Sonoma County supervisors are considering an ambitious plan to sell the 82-acre site of the former Sutter Medical Center off Chanate Road in Santa Rosa to a prominent local developer who wants to build as many as 800 new housing units there.

The Board of Supervisors is expected to vote Tuesday on moving forward with a proposal that, if ultimately finalized, would mark the county’s largest land sale in recent history. Developer Bill Gallaher and his team would pay as much as $12.5 million in cash for the property, though county officials say the deal is worth many millions more when various cost savings are taken into account.

Gallaher’s vision would transform the Chanate site — a sprawling campus in the eastern Santa Rosa hills that includes the shuttered hospital and dozens of acres of open space — into a large mixed-use community. Among the hundreds of planned housing units, 20 percent would be affordable to residents with very low incomes. Some of the total units would be reserved for seniors and veterans.

The deal would bring to a close a more than two-year period of uncertainty about the future of the site, which Sutter vacated in 2014 when it relocated its hospital next to Luther Burbank Center for the Arts. More importantly for local government officials, however, it would provide an influx of new units into Sonoma County’s perennially tight housing market, while addressing neighborhood desires for open space and community amenities.

“I don’t think we could have gotten a better proposal,” said Supervisor Shirlee Zane, whose district includes the Chanate site. “It’s really what we had — and certainly what I had — envisioned for this wonderful property … We desperately need housing.”

Beyond housing, the development would feature 68 acres of open space, two miles of trails and include a recreation center, dog park, amphitheater and grocery store. The entire Chanate site spans 117 acres, but 26 acres owned by the Sonoma County Water Agency and 9 acres owned by the county’s Agricultural Preservation and Open Space District would not be included in the sale.

Under the deal coming before the board, Gallaher would plan to build at least 400 residential units on the site for a payment of $6 million. The price would rise for each additional unit built up to 800, with the maximum purchase price set at $12.5 million. Once sold, permitting through the city of Santa Rosa — the Chanate land is owned by the county but within Santa Rosa’s city limits and will need to pass through its planning process — will determine the number of units the site can ultimately support.

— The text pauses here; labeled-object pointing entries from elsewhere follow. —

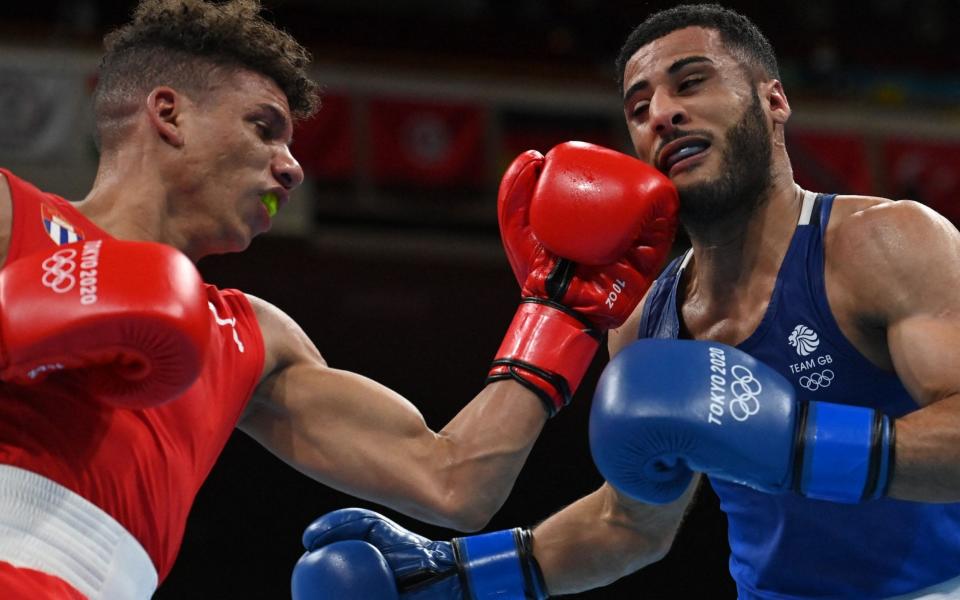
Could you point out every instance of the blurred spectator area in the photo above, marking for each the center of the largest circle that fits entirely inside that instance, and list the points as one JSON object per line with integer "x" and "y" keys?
{"x": 389, "y": 255}
{"x": 426, "y": 101}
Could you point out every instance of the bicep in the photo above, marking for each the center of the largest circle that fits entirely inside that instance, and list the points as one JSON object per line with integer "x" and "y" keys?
{"x": 918, "y": 302}
{"x": 332, "y": 424}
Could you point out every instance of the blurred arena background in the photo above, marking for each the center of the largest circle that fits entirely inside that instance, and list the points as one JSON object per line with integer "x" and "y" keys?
{"x": 389, "y": 255}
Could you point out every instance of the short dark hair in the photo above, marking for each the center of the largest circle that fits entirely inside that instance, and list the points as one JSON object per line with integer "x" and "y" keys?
{"x": 182, "y": 43}
{"x": 738, "y": 33}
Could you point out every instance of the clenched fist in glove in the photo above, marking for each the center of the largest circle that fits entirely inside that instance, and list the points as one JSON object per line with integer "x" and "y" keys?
{"x": 586, "y": 229}
{"x": 128, "y": 320}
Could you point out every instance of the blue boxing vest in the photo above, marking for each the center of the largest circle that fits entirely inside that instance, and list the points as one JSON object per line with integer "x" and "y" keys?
{"x": 784, "y": 546}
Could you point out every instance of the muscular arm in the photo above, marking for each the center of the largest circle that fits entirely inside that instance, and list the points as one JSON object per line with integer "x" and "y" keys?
{"x": 604, "y": 536}
{"x": 359, "y": 437}
{"x": 902, "y": 263}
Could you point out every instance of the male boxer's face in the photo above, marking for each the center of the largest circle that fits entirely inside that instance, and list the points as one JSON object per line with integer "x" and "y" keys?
{"x": 238, "y": 144}
{"x": 693, "y": 112}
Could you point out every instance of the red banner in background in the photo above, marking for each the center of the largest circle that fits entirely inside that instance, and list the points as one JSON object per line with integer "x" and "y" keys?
{"x": 830, "y": 162}
{"x": 324, "y": 143}
{"x": 427, "y": 144}
{"x": 928, "y": 172}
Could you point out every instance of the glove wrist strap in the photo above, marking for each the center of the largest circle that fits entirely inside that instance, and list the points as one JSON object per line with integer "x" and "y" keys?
{"x": 499, "y": 565}
{"x": 547, "y": 348}
{"x": 847, "y": 453}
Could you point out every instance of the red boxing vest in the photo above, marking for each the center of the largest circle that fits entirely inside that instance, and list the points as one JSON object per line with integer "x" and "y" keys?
{"x": 142, "y": 467}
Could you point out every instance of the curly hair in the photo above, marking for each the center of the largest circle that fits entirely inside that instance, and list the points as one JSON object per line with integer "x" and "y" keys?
{"x": 739, "y": 35}
{"x": 182, "y": 43}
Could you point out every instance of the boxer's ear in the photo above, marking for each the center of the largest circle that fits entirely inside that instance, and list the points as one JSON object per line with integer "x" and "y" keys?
{"x": 164, "y": 105}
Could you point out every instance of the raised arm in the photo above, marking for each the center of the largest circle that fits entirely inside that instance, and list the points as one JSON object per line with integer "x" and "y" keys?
{"x": 901, "y": 264}
{"x": 605, "y": 536}
{"x": 355, "y": 435}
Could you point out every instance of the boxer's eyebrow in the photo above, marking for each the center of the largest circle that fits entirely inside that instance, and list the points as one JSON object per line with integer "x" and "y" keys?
{"x": 671, "y": 70}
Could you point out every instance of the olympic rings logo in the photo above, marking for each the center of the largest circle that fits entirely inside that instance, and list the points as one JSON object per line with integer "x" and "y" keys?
{"x": 745, "y": 389}
{"x": 817, "y": 380}
{"x": 58, "y": 271}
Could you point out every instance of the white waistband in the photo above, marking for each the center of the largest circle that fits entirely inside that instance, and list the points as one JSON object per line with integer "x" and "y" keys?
{"x": 946, "y": 590}
{"x": 45, "y": 526}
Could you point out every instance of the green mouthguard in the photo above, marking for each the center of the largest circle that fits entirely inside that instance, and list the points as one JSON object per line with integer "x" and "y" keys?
{"x": 270, "y": 200}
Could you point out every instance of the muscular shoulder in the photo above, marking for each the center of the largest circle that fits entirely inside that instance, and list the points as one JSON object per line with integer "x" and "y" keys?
{"x": 885, "y": 252}
{"x": 285, "y": 343}
{"x": 6, "y": 217}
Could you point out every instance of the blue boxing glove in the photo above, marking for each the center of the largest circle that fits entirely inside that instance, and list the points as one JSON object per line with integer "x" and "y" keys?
{"x": 666, "y": 408}
{"x": 349, "y": 569}
{"x": 493, "y": 565}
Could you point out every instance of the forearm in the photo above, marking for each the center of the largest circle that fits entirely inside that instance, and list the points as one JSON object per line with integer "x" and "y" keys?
{"x": 603, "y": 537}
{"x": 482, "y": 449}
{"x": 927, "y": 456}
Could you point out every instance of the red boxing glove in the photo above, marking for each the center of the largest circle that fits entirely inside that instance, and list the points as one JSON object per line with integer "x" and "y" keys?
{"x": 586, "y": 230}
{"x": 129, "y": 320}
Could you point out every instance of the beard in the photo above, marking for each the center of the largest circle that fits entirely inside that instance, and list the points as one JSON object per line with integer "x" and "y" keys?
{"x": 744, "y": 178}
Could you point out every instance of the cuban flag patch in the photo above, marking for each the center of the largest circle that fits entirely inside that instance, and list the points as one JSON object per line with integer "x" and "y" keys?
{"x": 60, "y": 230}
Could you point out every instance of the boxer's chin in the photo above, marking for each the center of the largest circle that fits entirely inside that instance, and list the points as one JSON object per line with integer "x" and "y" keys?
{"x": 744, "y": 176}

But the government would also reap substantial savings because Gallaher has agreed to lease the site’s morgue and public health lab buildings back to the county for $1 annually for five years. They are currently valued at about $1.6 million over that time period.

Additionally, the county would save about $10 million on the cost of demolishing the seismically unsafe hospital building, bringing the total value of the deal up to as much as about $24 million, county officials said. Gallaher’s proposal plans to preserve the facade of the main entrance to the hospital building.

Gallaher brings to the Chanate project extensive local ties to the area with a professional background that includes building hundreds of homes in Oakmont and senior living facilities Fountaingrove Lodge and Varenna at Fountaingrove.